June 11, 2025
While most AI companies talk about “augmenting” workers, San Francisco-based startup Mechanize has a different message: it wants to automate all white-collar jobs — and do it fast. The founders say they’re not building digital assistants. They’re building replacements.
“Our goal is to fully automate work,” said co-founder Tamay Besiroglu at a recent event in San Francisco. “We want to get to a fully automated economy, and make that happen as fast as possible.”
(Source: The New York Times)
Mechanize was launched in 2025 by Besiroglu, Ege Erdil, and Matthew Barnett, all alumni of Epoch AI, a research firm studying AI capabilities.

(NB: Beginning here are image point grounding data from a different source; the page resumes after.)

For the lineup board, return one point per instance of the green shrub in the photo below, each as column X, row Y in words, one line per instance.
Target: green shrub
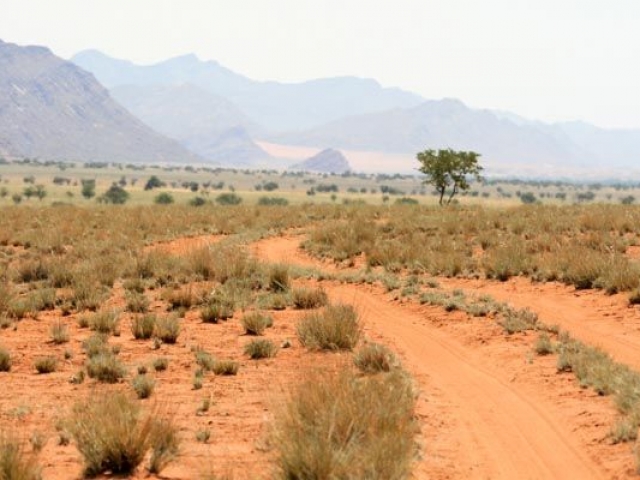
column 59, row 333
column 160, row 364
column 15, row 462
column 168, row 329
column 163, row 198
column 543, row 345
column 143, row 327
column 374, row 358
column 228, row 199
column 137, row 302
column 335, row 328
column 225, row 367
column 260, row 348
column 105, row 367
column 5, row 360
column 255, row 323
column 309, row 298
column 279, row 278
column 46, row 364
column 216, row 311
column 342, row 426
column 114, row 435
column 143, row 385
column 107, row 322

The company’s early focus is automating software engineering using reinforcement learning — the same AI method that powered DeepMind’s AlphaGo. But their ambitions go much further.
The team is building virtual training environments that mimic a real office desktop: email inboxes, coding tools, Slack channels, and web browsers. AI agents are dropped into the simulation and asked to complete work tasks. If they succeed, they’re rewarded. If they fail, they try again. With enough trial and error, the idea goes, they’ll learn to do what a human worker does — only faster and at scale.
“We’ll only truly know we’ve succeeded once we’ve created A.I. systems capable of taking on nearly every responsibility a human could carry out at a computer,” the company said in a recent blog post.
Mechanize has backing from influential tech leaders, including Stripe co-founder Patrick Collison and Google AI chief Jeff Dean. The company is working with leading AI labs, though it declined to name them due to confidentiality agreements.
What it hasn’t done — yet — is offer any detailed plan for how society should handle the job loss that may follow. When asked whether it’s ethical to automate all labor, co-founder Matthew Barnett replied: “If society as a whole becomes much wealthier, then I think that just outweighs the downsides of people losing their jobs.”
Mechanize says the long-term goal is “radical abundance” and a future where universal basic income could support those displaced. But for now, its efforts are squarely focused on replacing knowledge workers — not retraining them.
As white-collar unemployment ticks upward and AI models grow more capable, Mechanize represents a shift in tone for Silicon Valley — one where honesty replaces reassurance, and disruption isn’t denied, it’s promised.